Я стал называть это ситуацией Невидимого Увечья. Я родился дефективным. Не в смысле отсутствующего носа, дыры в сердце, склонности к талидомиду, но тем не менее дефективным. Все сводилось к бедренной кости неправильной формы, что-то не то с суставом, и по этой причине я по сей день поднимаю левое колено чуть выше правого. Об икрах уже не говорю. Они выглядели так, будто их отрезали от двух разных человек — обоих тощих и белых — и пересадили мне.
Мать говорила, когда я, наконец, перестал ползать и стал учиться ходить, что я «качал бедрами, как пьяный матрос». В два года мои движения отличались такой странностью, что производили впечатление, будто я уже успел стать тем алкашом, в кого в итоге и превратился.
Доктор Тайн — питтсбургский педиатр мирового класса со специализацией в лечении детей, родившихся с костными нарушениями, и коррекции без хирургического вмешательства. Но помимо таланта целителя определенную роль играла внешность. Доктор Тайн отдавал предпочтение коротким волнистым волосам, зачесанным назад и постоянно смачиваемым, и неизменному наряду: черные брючные костюмы, белая рубашка, черный галстук, черные туфли.
Докторские глаза, казалось, плавают за очками в стальной оправе, большие, как маринованные баклажаны. Но вырисовывается одно ощущение: доктор Тайн рядом, издавая запах чего-то тайного, чего-то испортившегося, влажного… Доктор Тайн, чьи пальцы сжали мои голые бедра, мокрые, горячие пальцы… От которого я слышу странные, вибрирующие интонации, приказывающие дернуться в ту сторону, дернуться в другую, тяни, малыш, тяни… Доктор Тайн, про кого я даже не знал, что она женщина.

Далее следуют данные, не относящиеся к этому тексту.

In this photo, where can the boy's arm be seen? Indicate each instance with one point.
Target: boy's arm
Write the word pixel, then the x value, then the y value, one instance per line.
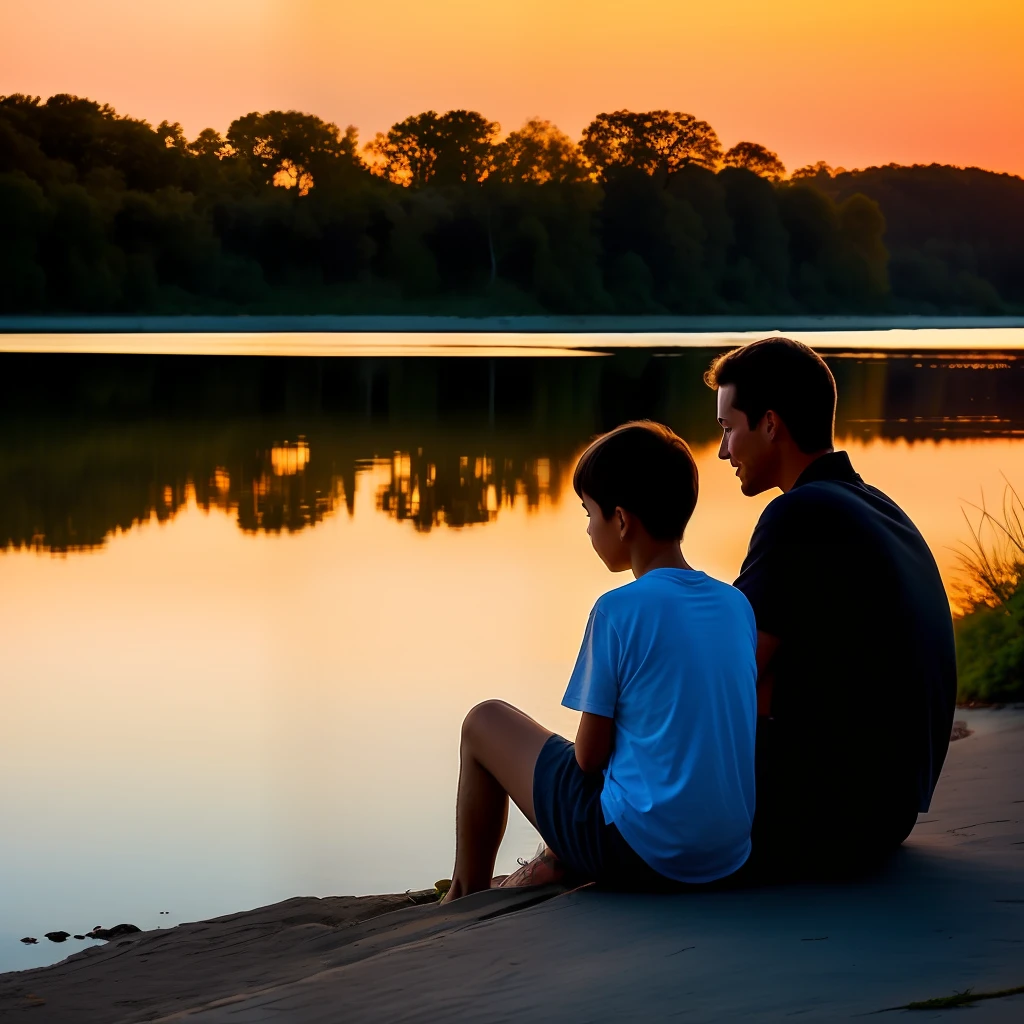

Я знал лишь, что эта дородная, но тревожащая фигура вызывает во мне чувства, которые я не могу понять. Ее вид, сбивающий с толку мини-помпадур, гладкие и круглые щеки. Аж в дрожь бросало. Но даже в половину не так сильно, как в ее приемной. Потому что там был совершенно иной мир. Широченное, с детский сад пространство с трехколесными великами, слайдами, играми и детьми-калеками. Вот что перепугало меня. Маленькие мальчики в инвалидных креслах, девочки с запястьями, скованными блестящими стальными браслетами, всевозможные металлические приспособления, пристегнутые к конечностям детей одного со мной возраста. Как будто, стискивая мамину руку, я наткнулся на изуродованную параллельную вселенную рядом с той, где обитал сам. Мир хромающих мальчишек в ковбойских шляпах, визжащих, искалеченных двухлеток на коленях у мамаш, кому не суждено, как я вскоре догадался, когда-нибудь слезть с материнских колен…

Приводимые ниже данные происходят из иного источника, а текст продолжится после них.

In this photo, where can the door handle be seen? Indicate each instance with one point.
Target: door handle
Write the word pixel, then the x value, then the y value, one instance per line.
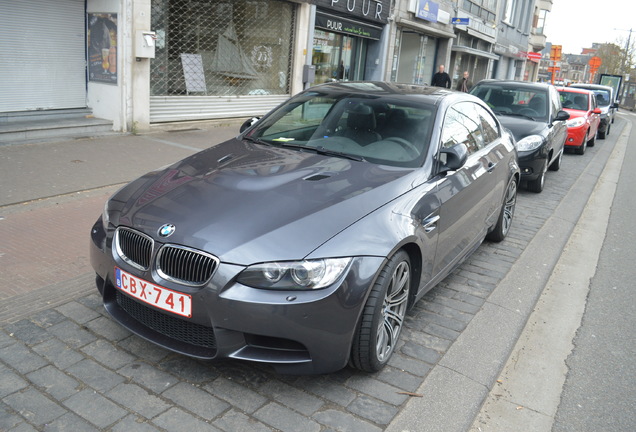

— Но, мам, у меня ведь все нормально, да? Я не..?
— Разумеется.
— Но, мам — Я так и не сумел задать этот вопрос. — Но, мам, зачем меня сюда привели?
Разница между мной и хныкающим блондинчиком, у которого парализованная ножка болталась из коротких штанишек, как тряпка, состояла в том, что мое увечье не было видно глазу.А так он ничем не отличался от меня. Мы оба были калеки. Только он — калека снаружи. А я — калека внутри.

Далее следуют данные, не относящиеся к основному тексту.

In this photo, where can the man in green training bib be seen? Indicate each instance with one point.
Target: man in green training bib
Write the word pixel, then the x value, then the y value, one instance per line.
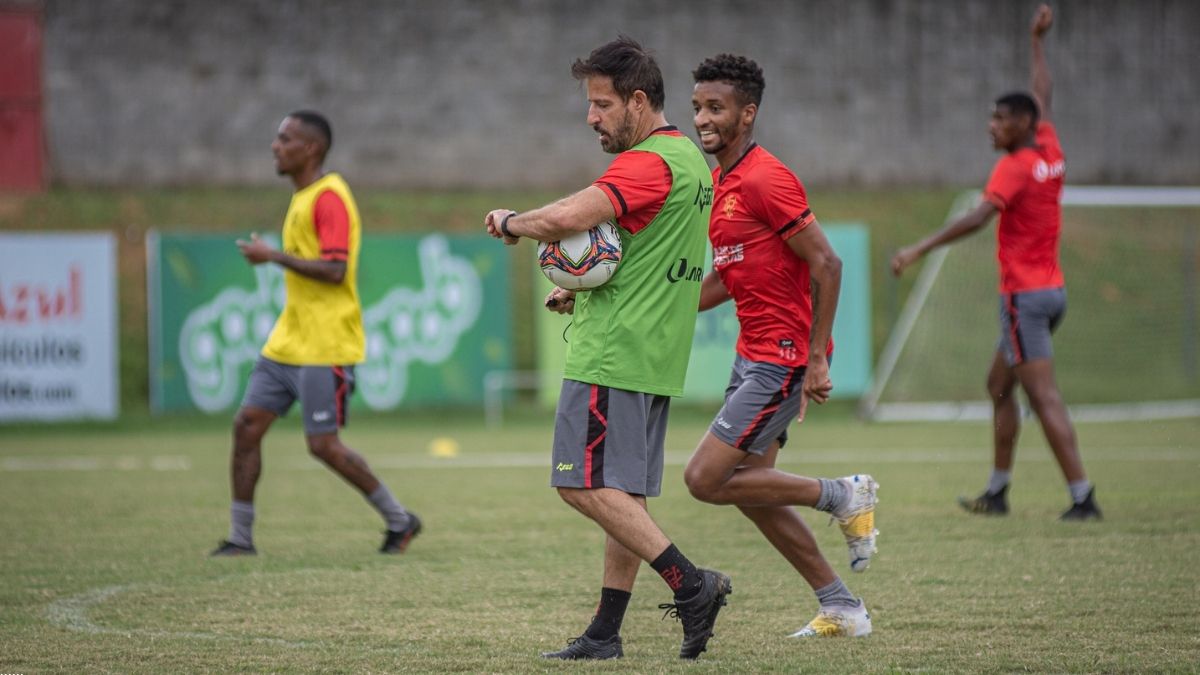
pixel 630 341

Вот так вот. Я побывай там, я был одним из них. Вы этого не видели. Но я понимал. Знал… Я проведу остаток жизни, стараясь одновременно забыть свое состояние и удостовериться, что оно совсем не изменилось…
Джакобо Тиммерман писал, что ты становишься мужчиной в тот день, когда видишь, как полицейский вмазывает ботинком по яйцам твоего отца. В моем случае, так как мы живем в цивилизованной стране, это случилось в залах Судебного комитета США, когда мне было пятнадцать. Линдон Джонсон номинировал отца в Апелляционный суд третьего округа. В часть процедуры входило заседание перед Судебным комитетом Сената, где заправлял какой-то фанатик старой школы из Миссисипи по имени Джим Истлэнд.